There is my perfect excuse. Guitar lessons.
I toss the cigarette and stamp it out before opening Portia’s back door. I enter the kitchen and the heady aroma of food tempts my hunger.
“Hi, peaches.” I plant a kiss on Portia’s cheek and smile. She has turned out to be an awesome cook.
“Hey, handsome. Just in time to help me. Cut the
se onions, will you? My stomach is churning with the smell of them. I don’t want to hurl again.” She steps to the stove.
“Where is Will?” I ask, clumsily cutting the onions. My eyes begin to burn. Shit, it will make me teary. I hate cutting onions.
“He is painting with the kids. Ella spent the day over.” She stirs a pot of white rice.
“Is Mel here?” I ask with hope.
“No, she worked all day.”
“Oh, is she coming over for dinner?” I hand her the board with a heap of diced onions and wipe a fucking tear from my eye.
“No.” She dumps the onions into hot oil and I hear the sizzling. “Mel has a date tonight. Ella’s sleeping over.”
Red darts blind me. I curl my fingers into a tight ball. How can she do this? Fuck. I’m giving her time and she’s going on a fucking date with someone else. Fucking unbelievable. I inhale deeply and do my damn best to hold back my anger.
“Hey, peaches. I forgot to take my meds. Got to go back home,” I say and turn on my heels.
“Don’t be long. Dinner will be ready soon.”
“Okay,” I yell before closing the door.
With long, angry steps, I reach the Jeep. Mel has some explaining to do. Hell, she is going on a date when she won’t even kiss me.

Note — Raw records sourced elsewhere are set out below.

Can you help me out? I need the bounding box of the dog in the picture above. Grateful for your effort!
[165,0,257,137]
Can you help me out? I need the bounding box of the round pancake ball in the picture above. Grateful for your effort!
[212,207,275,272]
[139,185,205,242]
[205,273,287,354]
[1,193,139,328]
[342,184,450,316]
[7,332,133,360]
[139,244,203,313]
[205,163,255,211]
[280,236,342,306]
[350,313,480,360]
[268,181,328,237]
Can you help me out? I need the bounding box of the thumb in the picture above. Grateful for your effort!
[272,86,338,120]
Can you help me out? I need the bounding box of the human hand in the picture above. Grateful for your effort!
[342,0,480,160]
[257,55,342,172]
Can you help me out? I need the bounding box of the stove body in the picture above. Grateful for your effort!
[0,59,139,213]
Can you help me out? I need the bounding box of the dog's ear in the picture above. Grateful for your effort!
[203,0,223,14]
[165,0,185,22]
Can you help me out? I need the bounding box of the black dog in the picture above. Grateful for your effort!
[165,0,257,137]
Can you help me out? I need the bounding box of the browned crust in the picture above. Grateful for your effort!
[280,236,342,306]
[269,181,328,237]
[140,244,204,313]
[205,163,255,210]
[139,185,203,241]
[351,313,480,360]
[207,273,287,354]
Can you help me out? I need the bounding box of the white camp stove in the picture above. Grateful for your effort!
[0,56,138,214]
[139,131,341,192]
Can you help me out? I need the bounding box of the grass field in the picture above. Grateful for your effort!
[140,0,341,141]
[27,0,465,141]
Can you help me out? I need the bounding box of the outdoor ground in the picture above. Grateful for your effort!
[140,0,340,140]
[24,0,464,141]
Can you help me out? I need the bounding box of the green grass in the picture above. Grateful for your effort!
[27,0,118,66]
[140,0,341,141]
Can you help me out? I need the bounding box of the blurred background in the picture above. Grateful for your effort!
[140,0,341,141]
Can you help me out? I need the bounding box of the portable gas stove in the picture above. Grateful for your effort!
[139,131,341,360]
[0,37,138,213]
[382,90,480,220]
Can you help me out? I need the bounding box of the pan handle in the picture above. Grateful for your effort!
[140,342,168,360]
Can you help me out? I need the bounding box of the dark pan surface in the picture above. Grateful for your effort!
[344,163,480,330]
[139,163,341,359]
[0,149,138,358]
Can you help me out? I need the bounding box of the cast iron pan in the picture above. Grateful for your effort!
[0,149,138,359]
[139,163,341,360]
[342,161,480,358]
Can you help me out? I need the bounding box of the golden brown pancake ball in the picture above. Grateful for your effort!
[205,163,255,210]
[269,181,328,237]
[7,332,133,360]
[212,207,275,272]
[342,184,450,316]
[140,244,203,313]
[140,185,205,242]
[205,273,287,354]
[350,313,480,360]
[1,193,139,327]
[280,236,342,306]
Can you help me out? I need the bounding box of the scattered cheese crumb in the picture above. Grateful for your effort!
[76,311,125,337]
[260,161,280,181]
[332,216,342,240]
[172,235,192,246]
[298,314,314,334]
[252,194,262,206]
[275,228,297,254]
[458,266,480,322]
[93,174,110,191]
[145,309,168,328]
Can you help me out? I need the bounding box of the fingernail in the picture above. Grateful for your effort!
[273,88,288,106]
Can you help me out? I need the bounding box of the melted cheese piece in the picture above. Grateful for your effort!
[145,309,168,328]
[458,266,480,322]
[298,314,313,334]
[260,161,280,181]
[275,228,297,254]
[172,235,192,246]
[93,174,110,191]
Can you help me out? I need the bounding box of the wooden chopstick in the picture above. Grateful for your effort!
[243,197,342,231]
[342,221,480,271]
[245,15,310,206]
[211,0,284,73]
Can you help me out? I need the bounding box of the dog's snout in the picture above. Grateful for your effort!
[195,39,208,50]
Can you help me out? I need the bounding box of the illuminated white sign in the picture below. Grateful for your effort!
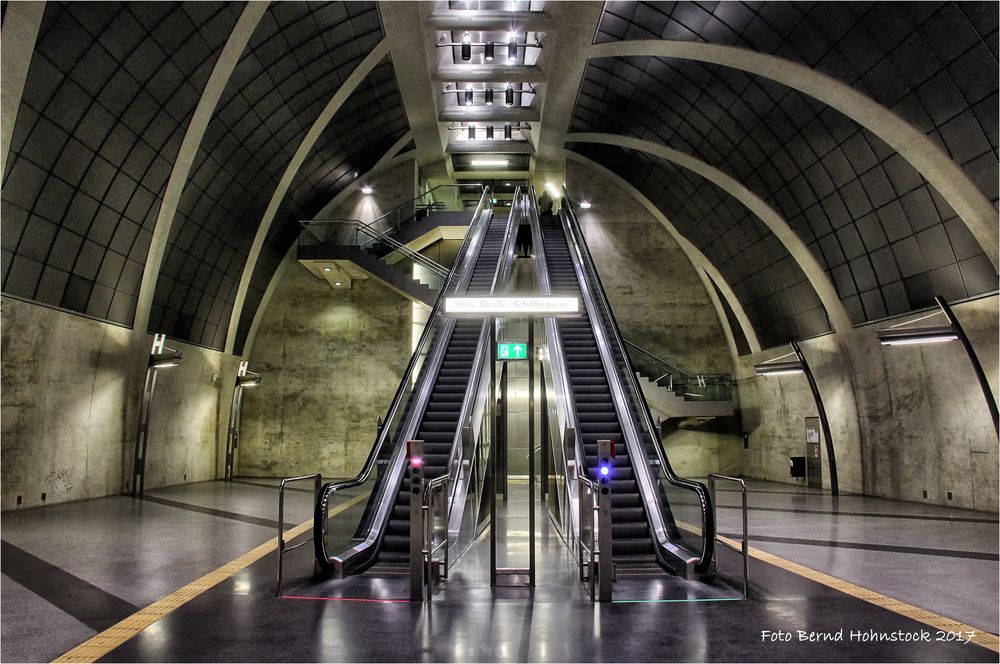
[444,295,580,316]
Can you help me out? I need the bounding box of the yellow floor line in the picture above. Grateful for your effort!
[708,522,1000,652]
[53,493,368,662]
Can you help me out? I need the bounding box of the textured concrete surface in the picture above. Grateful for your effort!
[740,295,998,512]
[237,262,411,477]
[0,297,237,510]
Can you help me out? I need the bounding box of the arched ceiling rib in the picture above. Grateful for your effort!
[149,2,382,349]
[573,50,996,332]
[225,39,389,353]
[567,132,851,332]
[234,57,410,354]
[558,148,761,355]
[2,3,240,325]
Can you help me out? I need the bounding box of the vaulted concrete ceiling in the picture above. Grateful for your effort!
[0,0,998,353]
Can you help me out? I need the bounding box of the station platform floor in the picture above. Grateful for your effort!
[0,478,998,662]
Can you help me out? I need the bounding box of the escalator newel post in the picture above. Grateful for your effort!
[406,440,425,602]
[597,440,615,602]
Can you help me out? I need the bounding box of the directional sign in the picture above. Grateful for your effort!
[497,343,528,360]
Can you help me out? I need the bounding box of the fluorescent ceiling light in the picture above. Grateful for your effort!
[753,360,803,376]
[875,325,958,346]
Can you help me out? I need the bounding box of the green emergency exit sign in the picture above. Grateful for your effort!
[497,343,528,360]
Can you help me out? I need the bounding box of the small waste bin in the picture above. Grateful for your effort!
[788,457,806,477]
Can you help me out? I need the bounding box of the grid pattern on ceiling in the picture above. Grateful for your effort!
[0,2,241,325]
[705,274,750,355]
[595,2,1000,210]
[568,143,830,346]
[149,2,383,348]
[234,58,410,354]
[572,57,996,323]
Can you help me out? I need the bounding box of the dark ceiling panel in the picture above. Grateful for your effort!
[572,57,996,330]
[2,2,242,325]
[234,58,410,354]
[569,143,830,347]
[149,2,383,348]
[595,2,1000,213]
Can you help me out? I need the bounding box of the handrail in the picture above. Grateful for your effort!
[274,473,323,597]
[563,190,715,573]
[622,339,732,381]
[299,183,489,239]
[313,187,489,571]
[708,473,750,597]
[527,185,587,534]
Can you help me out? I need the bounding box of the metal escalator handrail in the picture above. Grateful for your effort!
[563,190,715,573]
[525,185,587,532]
[313,187,489,569]
[443,187,520,557]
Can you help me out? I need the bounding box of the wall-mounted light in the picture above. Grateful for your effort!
[131,334,184,497]
[875,295,1000,439]
[225,360,260,480]
[753,360,802,376]
[462,32,472,62]
[753,341,840,496]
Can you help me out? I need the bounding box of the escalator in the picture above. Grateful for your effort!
[379,217,508,562]
[532,188,715,576]
[313,191,513,577]
[541,218,656,563]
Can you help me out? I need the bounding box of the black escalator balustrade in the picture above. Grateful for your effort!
[541,220,656,564]
[379,217,507,563]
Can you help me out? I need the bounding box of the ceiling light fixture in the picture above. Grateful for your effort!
[462,32,472,62]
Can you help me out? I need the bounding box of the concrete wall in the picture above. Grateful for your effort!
[740,295,1000,512]
[237,261,411,477]
[0,297,237,510]
[236,161,419,477]
[566,162,741,477]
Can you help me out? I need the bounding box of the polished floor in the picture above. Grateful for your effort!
[0,479,998,661]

Without respecting traffic laws, I arrive at her house. Her car is in the driveway, so I park across the street.
My heart is thumping inside my chest. With a shaking hand, I turn the knob of her kitchen door. It’s unlocked.
“Mel?” I scan the living room and kitchen. Nothing. I hear music coming from upstairs. Climbing two steps at a time, I head up. From the hallway, I identify the soulful voice of Elvis Presley as he sings “Suspicious Minds.” Mel has good taste for music. This is one of my favorite songs. Yeah, I’m a fan of him.
The bathroom door is open. I come to a halt at the door. The sight of Mel makes my heart catapults. Fuck. My mouth goes dry.
Oblivious to my presence, Mel stands by the sink singing. Dressed in black lacy undergarments, she has one foot over the sink as she hastily shaves her leg. Damn, she is insanely hot. It tops any fantasy I have had of her being naked. And I’ve had thousands of those.